Gelişmiş yapay zekâ algoritmaları ile yanlış, çarpıtma içeren bilginin hızla yayılmasını engellemek için daha etkili filtreleme sistemleri geliştirilebilir. Terör ve şiddet içeriklerini tespit etmek için daha gelişmiş yapay zekâ modelleri kullanılabilir. Medya platformlarına gerçek zamanlı doğruluk kontrolü araçları entegre edilebilir.

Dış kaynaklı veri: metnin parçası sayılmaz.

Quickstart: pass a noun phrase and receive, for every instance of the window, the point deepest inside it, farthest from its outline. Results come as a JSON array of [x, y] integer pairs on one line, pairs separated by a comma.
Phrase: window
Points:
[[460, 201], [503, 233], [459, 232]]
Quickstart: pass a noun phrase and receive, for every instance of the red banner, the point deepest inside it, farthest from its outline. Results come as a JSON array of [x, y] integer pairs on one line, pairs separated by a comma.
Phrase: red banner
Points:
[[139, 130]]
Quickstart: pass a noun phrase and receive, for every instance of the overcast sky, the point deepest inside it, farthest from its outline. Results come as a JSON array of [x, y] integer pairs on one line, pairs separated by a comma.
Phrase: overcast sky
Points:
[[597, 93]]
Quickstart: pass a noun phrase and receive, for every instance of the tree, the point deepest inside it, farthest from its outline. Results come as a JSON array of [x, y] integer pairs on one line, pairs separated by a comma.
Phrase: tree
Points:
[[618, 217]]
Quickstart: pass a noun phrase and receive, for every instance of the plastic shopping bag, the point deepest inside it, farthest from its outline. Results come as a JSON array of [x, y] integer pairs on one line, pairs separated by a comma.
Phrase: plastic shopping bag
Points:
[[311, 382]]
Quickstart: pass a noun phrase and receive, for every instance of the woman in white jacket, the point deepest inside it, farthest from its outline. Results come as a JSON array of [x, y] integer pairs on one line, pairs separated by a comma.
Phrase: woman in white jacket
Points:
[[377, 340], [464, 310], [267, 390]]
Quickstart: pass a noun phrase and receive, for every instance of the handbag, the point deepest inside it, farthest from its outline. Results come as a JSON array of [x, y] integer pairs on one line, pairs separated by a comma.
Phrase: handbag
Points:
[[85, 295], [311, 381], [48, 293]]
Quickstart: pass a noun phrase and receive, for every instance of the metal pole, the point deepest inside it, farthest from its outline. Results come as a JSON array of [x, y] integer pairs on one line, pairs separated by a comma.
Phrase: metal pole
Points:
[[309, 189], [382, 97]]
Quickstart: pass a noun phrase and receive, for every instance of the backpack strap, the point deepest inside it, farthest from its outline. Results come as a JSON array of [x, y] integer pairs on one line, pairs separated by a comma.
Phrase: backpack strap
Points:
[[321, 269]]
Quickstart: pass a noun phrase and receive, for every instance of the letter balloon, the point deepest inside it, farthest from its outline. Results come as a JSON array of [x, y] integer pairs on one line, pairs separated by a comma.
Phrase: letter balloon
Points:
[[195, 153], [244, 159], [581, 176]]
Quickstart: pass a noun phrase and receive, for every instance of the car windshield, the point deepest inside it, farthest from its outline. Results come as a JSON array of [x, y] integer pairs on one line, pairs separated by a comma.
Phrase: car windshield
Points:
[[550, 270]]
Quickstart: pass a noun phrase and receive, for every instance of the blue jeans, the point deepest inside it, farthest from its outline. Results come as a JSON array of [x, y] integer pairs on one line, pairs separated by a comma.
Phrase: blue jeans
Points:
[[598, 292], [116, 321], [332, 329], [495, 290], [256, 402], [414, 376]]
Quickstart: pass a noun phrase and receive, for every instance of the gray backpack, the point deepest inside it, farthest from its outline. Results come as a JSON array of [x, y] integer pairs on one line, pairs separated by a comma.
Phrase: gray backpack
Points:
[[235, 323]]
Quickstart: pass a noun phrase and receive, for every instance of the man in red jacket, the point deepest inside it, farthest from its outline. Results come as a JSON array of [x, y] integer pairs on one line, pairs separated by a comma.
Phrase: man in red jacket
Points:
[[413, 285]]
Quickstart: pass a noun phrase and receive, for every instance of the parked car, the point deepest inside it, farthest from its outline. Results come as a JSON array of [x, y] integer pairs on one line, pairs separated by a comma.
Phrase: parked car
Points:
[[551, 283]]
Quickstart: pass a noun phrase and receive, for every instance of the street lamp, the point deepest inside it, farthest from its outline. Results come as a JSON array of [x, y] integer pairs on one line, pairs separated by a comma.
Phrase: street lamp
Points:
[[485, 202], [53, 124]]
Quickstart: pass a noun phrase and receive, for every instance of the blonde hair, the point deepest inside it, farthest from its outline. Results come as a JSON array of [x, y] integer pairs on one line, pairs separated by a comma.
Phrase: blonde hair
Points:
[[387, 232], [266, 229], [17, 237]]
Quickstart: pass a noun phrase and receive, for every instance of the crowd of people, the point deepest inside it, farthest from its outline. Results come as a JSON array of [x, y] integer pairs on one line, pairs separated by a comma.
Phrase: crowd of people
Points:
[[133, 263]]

Kriz anında bilgi yönetimi eğitimi ile halkın, terör, şiddet ve afet gibi konularda doğru bilgiye erişme yöntemlerini öğrenmesi sağlanabilir. Eğitim programları, özellikle kriz dönemlerinde yanlış bilgi yayılmasını önlemek için medya okuryazarlığını artırabilir. “Özgürlük” endişelerini gidermek için, içerik denetiminde şeffaflık sağlanmalı, sosyal medya platformlarının içerik kaldırma politikaları daha açık ve anlaşılır hale getirilmeli, bağımsız denetçilerle iş birliği yapılmalıdır. Hesap Doğrulama Sistemi yaygınlaştırılmalı, kamu düzeniyle ilgili hassas konularda bilgi paylaşan hesaplar için zorunlu doğrulama mekanizmaları oluşturulabilir. Kriz dönemlerinde dezenformasyonu önlemek için resmi kaynakların hızlı ve düzenli bilgi paylaşımı yapması sağlanmalıdır.
Medya kuruluşları, resmi kaynaklarla iş birliği yaparak spekülasyon içeren haberlerin yayılmasını sınırlandırabilir. Özellikle afet ve terör dönemlerinde yerel toplulukların katılımıyla dezenformasyonu engelleyen ağlar kurulabilir.
Elbette ki, dezenformasyonla mücadelede ifade özgürlüğünün korunması ve bireysel hakların ihlal edilmemesi kritik bir denge noktasıdır. Bunun içindir ki, yasaların net ve açık olması, keyfi uygulamalara karşı önlemler alınması şarttır. Bağımsız gözlem mekanizmalarıyla da dezenformasyonun engellenmesine yönelik yasalarının kötüye kullanımının önüne geçilmesi mümkün olacaktır.